Malgré une amélioration notable des niveaux des barrages, il est peu probable que la Tunisie évite des perturbations de l’approvisionnement en eau cet été, selon Alaa Marzouki, président de l’Observatoire tunisien de l’eau.
Parler à Tunisie Numérique Marzouki a remis en question, jeudi 16 avril 2026, l’exactitude des chiffres qui circulent actuellement sur les taux de remplissage des barrages, notant que les données clés sur les débits des barrages ont été retenues depuis octobre 2025.
Des données incomplètes compliquent l’évaluation
Marzouki a expliqué que les données précédemment disponibles jouaient un rôle crucial dans l’analyse de la situation nationale de l’eau, aidant les experts à proposer des stratégies de gestion, en particulier pendant les périodes de pointe de la demande, et à élaborer des prévisions annuelles.
Cependant, en l’absence de telles données, le chiffre largement cité d’environ 60 % de la capacité des barrages reste incertain et doit être traité avec prudence.
Une meilleure situation que les années de sécheresse précédentes
Malgré ces limites, Marzouki a reconnu que la situation actuelle est meilleure que celle des six dernières années, marquées par une grave sécheresse.
Compte tenu des récentes précipitations et des déclarations du ministère de l’Agriculture, il a indiqué que l’été prochain devrait être moins rigoureux en termes de disponibilité de l’eau, tant pour la consommation que pour l’agriculture.
Infrastructures vieillissantes et perturbations persistantes de l’approvisionnement
Toutefois, le président de l’Observatoire a souligné que les pénuries d’eau ne sont pas uniquement liées à la disponibilité des ressources. Il a souligné une pression importante sur les réseaux de distribution d’eau potable, notamment pendant la saison estivale.
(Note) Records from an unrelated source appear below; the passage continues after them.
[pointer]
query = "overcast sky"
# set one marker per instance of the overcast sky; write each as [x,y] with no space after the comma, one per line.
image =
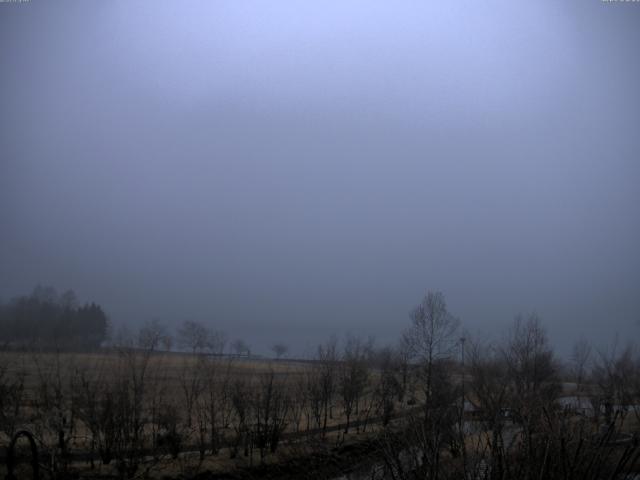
[286,170]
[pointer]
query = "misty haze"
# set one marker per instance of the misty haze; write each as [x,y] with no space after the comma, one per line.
[333,240]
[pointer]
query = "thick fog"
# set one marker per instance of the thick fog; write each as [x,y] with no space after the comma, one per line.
[287,170]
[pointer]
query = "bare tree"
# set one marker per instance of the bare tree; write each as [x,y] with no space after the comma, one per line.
[431,338]
[353,375]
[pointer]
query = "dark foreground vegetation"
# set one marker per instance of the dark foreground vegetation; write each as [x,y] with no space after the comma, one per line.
[434,406]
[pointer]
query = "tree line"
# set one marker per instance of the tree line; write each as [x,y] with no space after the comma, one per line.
[437,404]
[51,320]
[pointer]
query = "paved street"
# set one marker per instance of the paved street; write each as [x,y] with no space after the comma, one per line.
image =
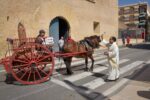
[82,85]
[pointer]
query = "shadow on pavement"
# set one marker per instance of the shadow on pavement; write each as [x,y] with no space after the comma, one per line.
[142,75]
[144,94]
[141,46]
[85,92]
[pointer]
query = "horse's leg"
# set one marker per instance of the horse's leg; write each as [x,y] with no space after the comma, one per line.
[86,63]
[67,62]
[92,59]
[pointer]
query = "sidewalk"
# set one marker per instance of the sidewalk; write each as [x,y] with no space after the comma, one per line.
[137,89]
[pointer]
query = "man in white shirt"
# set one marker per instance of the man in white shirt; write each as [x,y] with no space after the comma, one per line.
[113,58]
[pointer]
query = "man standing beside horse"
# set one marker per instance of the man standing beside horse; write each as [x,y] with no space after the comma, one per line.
[113,58]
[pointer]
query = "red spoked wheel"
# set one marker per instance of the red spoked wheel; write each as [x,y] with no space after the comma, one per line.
[32,64]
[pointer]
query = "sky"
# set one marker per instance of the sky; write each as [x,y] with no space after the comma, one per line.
[125,2]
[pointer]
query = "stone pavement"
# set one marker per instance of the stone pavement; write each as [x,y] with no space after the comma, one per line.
[137,89]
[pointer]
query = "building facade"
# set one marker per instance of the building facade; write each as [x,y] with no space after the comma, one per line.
[135,16]
[77,18]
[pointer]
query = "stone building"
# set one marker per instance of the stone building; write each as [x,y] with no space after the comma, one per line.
[78,18]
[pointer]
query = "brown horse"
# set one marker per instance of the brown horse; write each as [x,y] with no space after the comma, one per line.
[87,46]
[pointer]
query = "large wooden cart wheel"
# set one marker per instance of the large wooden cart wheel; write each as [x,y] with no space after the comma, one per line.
[32,64]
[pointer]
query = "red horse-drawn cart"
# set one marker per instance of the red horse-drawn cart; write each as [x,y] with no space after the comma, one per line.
[29,62]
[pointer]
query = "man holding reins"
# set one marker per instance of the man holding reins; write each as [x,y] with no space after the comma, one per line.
[113,58]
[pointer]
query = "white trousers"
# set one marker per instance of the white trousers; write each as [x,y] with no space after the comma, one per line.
[113,69]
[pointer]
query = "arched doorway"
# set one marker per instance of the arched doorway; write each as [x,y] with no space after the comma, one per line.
[59,27]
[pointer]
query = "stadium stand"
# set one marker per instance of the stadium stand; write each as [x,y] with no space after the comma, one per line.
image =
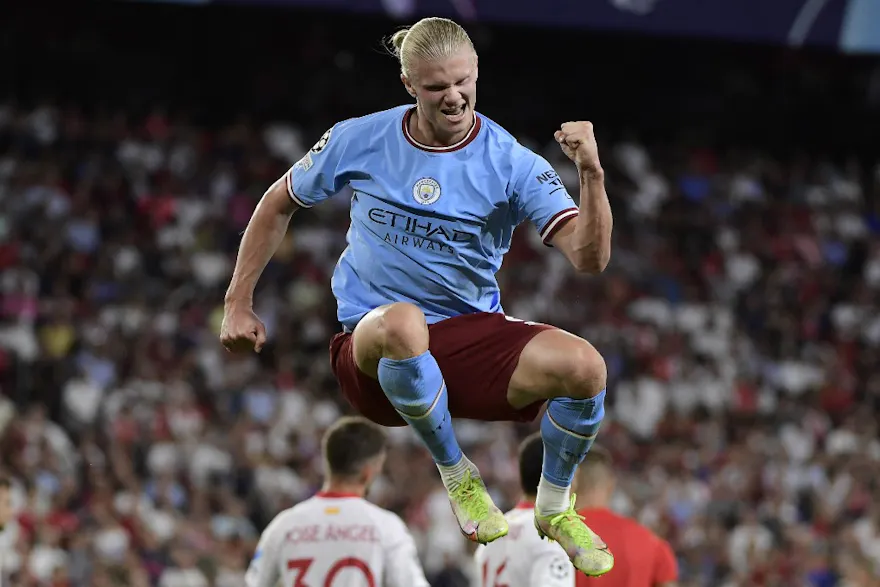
[740,318]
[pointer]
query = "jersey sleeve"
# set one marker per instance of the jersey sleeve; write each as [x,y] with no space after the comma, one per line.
[552,569]
[320,173]
[665,565]
[541,196]
[263,569]
[402,566]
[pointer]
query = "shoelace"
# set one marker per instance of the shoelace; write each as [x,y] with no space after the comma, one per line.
[572,524]
[469,495]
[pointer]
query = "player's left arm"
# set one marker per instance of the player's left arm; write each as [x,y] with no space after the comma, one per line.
[586,242]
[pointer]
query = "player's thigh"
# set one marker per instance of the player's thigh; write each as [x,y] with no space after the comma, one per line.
[477,354]
[556,363]
[396,331]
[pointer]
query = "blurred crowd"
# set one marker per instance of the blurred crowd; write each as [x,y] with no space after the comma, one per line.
[739,318]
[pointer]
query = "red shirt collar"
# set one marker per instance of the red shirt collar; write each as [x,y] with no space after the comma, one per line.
[469,137]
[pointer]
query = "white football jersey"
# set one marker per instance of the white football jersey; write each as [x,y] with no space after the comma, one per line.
[523,558]
[336,540]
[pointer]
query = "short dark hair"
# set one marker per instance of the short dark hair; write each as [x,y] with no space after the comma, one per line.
[350,443]
[531,460]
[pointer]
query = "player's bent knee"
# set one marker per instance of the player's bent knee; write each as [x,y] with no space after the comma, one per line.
[403,331]
[586,373]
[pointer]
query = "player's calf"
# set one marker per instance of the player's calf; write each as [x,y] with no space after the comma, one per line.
[569,372]
[394,341]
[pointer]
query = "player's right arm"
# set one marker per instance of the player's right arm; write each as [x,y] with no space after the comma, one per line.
[315,177]
[263,570]
[665,565]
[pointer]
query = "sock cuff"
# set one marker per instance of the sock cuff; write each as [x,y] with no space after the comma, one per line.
[554,482]
[404,363]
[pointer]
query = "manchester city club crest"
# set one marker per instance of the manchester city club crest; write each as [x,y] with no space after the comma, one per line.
[426,191]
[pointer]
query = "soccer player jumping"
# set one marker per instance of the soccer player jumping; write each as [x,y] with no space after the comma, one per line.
[438,190]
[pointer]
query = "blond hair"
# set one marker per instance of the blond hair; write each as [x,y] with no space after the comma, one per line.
[429,39]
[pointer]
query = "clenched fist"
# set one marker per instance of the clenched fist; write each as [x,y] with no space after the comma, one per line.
[241,330]
[579,144]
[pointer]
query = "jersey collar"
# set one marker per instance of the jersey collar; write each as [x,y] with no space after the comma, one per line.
[335,494]
[472,134]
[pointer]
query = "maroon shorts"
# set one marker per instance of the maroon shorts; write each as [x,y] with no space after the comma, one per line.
[477,354]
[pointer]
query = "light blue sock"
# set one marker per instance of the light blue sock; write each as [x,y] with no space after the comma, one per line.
[416,389]
[568,429]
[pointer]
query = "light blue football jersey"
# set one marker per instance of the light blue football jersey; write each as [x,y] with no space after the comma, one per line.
[429,225]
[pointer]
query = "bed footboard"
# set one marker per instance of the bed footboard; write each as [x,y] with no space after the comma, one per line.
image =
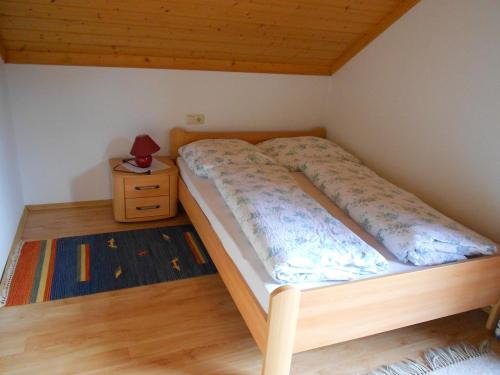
[281,326]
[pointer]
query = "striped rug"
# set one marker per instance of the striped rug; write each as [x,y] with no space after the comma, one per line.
[74,266]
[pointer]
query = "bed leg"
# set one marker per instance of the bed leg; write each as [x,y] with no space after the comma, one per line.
[493,317]
[281,327]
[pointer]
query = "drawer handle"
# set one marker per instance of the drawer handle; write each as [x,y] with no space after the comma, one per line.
[147,187]
[144,208]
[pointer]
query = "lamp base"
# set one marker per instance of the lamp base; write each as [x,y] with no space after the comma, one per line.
[143,161]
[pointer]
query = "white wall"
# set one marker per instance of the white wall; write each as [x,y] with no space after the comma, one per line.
[421,105]
[11,200]
[70,120]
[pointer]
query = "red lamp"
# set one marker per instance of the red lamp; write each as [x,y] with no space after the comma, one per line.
[142,149]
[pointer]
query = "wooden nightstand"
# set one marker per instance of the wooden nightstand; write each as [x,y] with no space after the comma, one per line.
[142,197]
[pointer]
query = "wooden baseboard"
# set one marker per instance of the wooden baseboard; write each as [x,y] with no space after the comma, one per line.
[78,204]
[17,237]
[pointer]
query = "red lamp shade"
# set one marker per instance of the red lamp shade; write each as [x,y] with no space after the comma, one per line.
[142,149]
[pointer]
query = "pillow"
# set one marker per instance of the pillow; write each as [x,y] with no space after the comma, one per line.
[202,156]
[293,152]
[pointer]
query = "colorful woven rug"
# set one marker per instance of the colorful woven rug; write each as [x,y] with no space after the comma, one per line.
[74,266]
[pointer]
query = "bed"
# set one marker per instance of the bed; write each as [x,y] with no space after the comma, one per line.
[287,319]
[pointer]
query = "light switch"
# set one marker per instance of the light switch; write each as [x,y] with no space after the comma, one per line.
[195,119]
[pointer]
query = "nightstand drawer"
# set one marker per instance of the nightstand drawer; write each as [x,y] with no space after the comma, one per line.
[146,207]
[146,186]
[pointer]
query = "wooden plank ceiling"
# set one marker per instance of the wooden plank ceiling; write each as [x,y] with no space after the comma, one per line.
[272,36]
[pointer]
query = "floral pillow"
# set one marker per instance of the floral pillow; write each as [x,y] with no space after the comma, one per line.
[202,156]
[293,152]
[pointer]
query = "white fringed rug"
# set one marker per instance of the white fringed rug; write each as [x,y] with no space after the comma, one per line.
[461,359]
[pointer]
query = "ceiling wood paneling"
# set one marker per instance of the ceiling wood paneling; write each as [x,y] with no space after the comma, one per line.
[274,36]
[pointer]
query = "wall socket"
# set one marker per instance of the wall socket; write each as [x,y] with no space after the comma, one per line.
[195,119]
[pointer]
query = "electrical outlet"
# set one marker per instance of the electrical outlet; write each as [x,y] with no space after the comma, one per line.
[195,119]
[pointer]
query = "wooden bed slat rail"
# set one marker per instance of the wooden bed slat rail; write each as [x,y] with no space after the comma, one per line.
[334,314]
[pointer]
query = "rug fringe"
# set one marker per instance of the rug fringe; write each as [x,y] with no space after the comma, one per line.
[408,367]
[4,293]
[443,357]
[435,359]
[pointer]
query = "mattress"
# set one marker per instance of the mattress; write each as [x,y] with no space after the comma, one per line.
[241,251]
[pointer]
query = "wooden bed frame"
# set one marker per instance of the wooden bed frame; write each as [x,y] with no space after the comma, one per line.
[302,320]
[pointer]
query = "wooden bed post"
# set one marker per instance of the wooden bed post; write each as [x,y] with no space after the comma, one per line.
[493,317]
[281,326]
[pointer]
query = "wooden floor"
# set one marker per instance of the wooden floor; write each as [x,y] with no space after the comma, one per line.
[184,327]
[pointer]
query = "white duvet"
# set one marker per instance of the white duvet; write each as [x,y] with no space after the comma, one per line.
[296,239]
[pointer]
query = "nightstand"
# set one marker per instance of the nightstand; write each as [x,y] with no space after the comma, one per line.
[143,197]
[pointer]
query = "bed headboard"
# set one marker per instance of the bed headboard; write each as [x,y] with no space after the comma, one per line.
[180,137]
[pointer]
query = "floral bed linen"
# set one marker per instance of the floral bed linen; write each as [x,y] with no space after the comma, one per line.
[206,154]
[296,239]
[414,232]
[292,152]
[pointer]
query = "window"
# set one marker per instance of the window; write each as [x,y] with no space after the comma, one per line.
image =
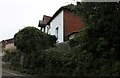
[56,32]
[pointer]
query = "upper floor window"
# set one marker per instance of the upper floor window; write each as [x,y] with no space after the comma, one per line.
[57,31]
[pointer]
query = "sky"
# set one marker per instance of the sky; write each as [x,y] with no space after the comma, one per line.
[17,14]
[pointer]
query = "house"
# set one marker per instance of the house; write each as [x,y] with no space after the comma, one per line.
[64,24]
[43,24]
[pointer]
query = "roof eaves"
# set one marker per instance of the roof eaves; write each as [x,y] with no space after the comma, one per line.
[57,12]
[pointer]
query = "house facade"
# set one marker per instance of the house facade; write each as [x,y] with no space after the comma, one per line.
[64,24]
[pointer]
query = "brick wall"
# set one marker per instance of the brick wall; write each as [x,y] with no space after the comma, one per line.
[72,23]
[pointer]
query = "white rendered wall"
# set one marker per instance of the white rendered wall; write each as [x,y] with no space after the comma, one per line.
[57,22]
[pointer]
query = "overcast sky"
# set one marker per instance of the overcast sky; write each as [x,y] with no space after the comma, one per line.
[17,14]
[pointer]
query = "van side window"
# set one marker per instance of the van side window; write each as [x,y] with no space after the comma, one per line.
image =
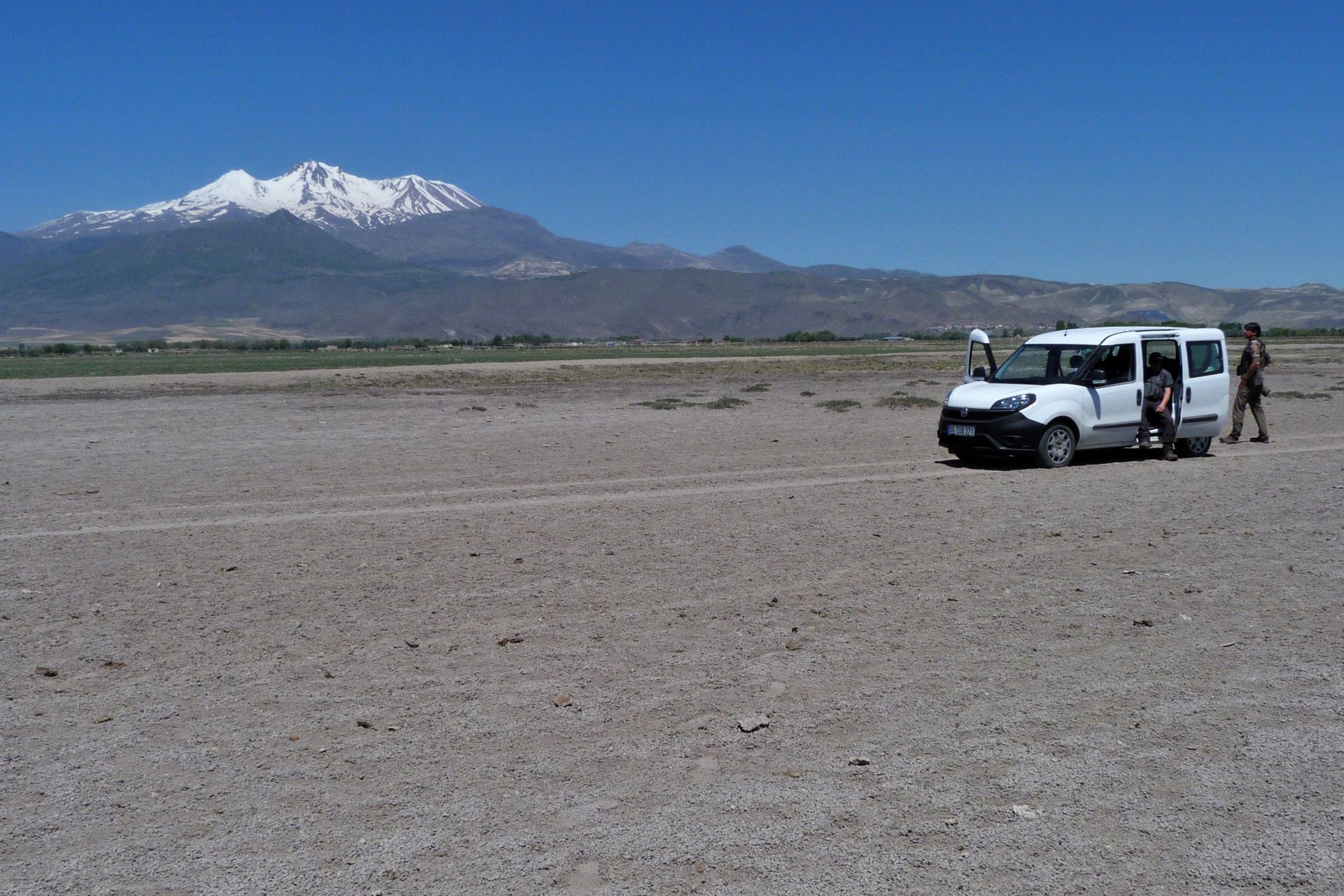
[1119,365]
[1206,359]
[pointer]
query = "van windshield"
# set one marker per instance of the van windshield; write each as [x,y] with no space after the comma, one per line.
[1040,365]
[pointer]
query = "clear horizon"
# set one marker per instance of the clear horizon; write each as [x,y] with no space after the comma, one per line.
[1084,143]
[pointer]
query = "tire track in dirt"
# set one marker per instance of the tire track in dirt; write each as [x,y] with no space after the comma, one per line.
[562,494]
[507,504]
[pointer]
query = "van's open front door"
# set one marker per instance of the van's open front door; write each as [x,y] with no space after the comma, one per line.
[980,358]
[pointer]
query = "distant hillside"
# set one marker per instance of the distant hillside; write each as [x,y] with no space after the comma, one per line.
[294,277]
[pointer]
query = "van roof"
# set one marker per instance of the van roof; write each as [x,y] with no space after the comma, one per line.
[1096,335]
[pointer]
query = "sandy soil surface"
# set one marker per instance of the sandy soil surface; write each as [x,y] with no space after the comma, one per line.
[500,632]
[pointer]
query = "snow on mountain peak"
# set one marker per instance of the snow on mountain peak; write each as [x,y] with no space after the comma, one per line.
[313,191]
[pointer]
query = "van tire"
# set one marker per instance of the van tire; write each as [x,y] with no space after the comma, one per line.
[1194,448]
[1057,446]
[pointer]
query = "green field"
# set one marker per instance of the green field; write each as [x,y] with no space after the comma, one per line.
[221,362]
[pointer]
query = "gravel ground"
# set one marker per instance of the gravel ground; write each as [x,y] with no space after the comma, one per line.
[499,630]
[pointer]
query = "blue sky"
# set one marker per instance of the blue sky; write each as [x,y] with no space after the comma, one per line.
[1079,142]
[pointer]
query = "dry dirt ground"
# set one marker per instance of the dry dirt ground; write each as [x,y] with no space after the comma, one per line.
[346,635]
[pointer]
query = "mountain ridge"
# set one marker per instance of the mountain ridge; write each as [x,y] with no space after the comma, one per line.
[299,279]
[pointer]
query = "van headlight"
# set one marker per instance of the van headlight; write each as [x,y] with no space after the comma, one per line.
[1013,402]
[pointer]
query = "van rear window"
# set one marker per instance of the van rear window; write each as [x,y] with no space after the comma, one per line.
[1206,359]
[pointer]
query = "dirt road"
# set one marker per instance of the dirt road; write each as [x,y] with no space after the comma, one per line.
[473,632]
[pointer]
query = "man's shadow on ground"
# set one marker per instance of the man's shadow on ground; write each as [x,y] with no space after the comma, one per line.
[1097,457]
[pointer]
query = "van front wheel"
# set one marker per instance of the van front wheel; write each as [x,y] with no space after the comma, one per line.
[1194,448]
[1057,446]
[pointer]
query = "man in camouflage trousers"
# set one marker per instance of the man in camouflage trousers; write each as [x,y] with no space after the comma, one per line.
[1251,387]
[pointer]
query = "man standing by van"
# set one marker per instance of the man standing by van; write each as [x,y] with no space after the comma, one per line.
[1158,407]
[1251,387]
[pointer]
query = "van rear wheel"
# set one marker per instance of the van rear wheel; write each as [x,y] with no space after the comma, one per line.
[1194,448]
[1057,446]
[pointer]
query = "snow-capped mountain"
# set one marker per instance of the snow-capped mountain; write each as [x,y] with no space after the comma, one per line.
[312,191]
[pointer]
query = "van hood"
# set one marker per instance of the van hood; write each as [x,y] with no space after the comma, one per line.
[980,396]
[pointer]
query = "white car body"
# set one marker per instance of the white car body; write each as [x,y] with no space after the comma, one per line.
[1090,382]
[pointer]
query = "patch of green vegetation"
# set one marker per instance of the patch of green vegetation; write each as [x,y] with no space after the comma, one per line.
[666,403]
[905,399]
[726,402]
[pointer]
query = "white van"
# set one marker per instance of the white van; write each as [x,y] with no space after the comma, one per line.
[1084,388]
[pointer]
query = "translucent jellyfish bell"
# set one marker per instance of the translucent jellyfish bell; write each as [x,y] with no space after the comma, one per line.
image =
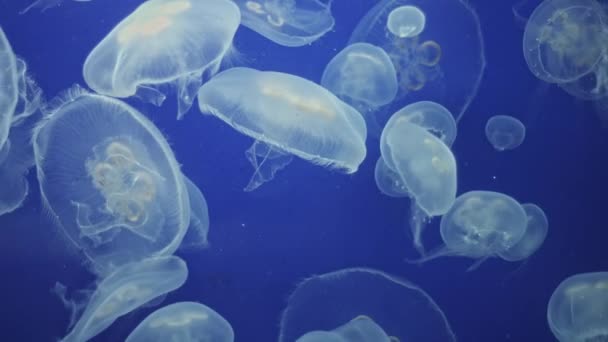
[184,322]
[288,22]
[337,299]
[313,124]
[505,132]
[123,291]
[578,308]
[563,39]
[406,21]
[442,63]
[536,232]
[110,180]
[163,42]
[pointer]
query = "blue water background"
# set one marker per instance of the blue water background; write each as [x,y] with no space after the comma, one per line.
[310,220]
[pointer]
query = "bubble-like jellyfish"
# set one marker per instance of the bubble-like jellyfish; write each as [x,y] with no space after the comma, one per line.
[420,166]
[563,39]
[363,76]
[122,291]
[286,115]
[339,299]
[184,322]
[288,22]
[434,60]
[505,132]
[578,308]
[196,236]
[536,232]
[359,329]
[110,180]
[480,225]
[163,42]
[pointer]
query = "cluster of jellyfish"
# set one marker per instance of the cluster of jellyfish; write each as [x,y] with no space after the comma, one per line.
[110,180]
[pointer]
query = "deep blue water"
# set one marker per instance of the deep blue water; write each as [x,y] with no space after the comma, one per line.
[310,220]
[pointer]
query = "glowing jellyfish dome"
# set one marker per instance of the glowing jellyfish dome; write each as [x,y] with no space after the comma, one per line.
[110,180]
[436,58]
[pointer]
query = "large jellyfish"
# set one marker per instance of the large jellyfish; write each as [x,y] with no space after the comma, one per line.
[437,60]
[418,164]
[184,322]
[536,232]
[336,299]
[578,308]
[505,132]
[110,180]
[359,329]
[363,76]
[124,290]
[288,22]
[286,115]
[480,225]
[163,42]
Beaucoup de ces réseaux ont dépassé leur durée de vie opérationnelle, entraînant d’importantes pertes d’eau. En conséquence, la Tunisie pourrait continuer à connaître des coupures d’eau similaires à celles des années précédentes.
Les contraintes financières entravent les mises à niveau du système
Marzouki a également souligné les difficultés financières auxquelles est confrontée la Société Nationale de Distribution d’Eau (SONEDE), qui limitent sa capacité à assurer l’entretien et le renouvellement des infrastructures nécessaires.
La nécessité de donner la priorité à l’utilisation de l’eau
À la lumière de l’amélioration des précipitations dans plusieurs régions, Marzouki a souligné l’importance de fixer des priorités claires en matière d’allocation de l’eau pour éviter la répétition des crises passées.
Il a appelé à orienter les ressources en eau vers des cultures destinées à la consommation intérieure, comme les fruits et légumes, plutôt que vers une agriculture orientée vers l’exportation, qu’il a décrite comme étant très gourmande en eau.
Selon lui, le secteur agricole reste l’un des principaux facteurs de stress hydrique en Tunisie, contribuant à un gaspillage important.
La « carte de la soif » révèle les défis structurels
L’Observatoire tunisien de l’eau publie mensuellement une « carte de la soif » qui, selon Marzouki, est restée similaire aux années précédentes malgré l’augmentation des précipitations.
Ceci, a-t-il expliqué, démontre que la disponibilité de l’eau au robinet n’est pas directement liée au niveau des barrages ou aux seules précipitations. Au lieu de cela, cela dépend d’un ensemble complexe de facteurs, notamment la gouvernance, les priorités de distribution, l’état des infrastructures et la demande agricole.
Même avec des ressources en eau améliorées, la Tunisie continue de faire face à de profonds défis structurels dans la gestion de son approvisionnement en eau.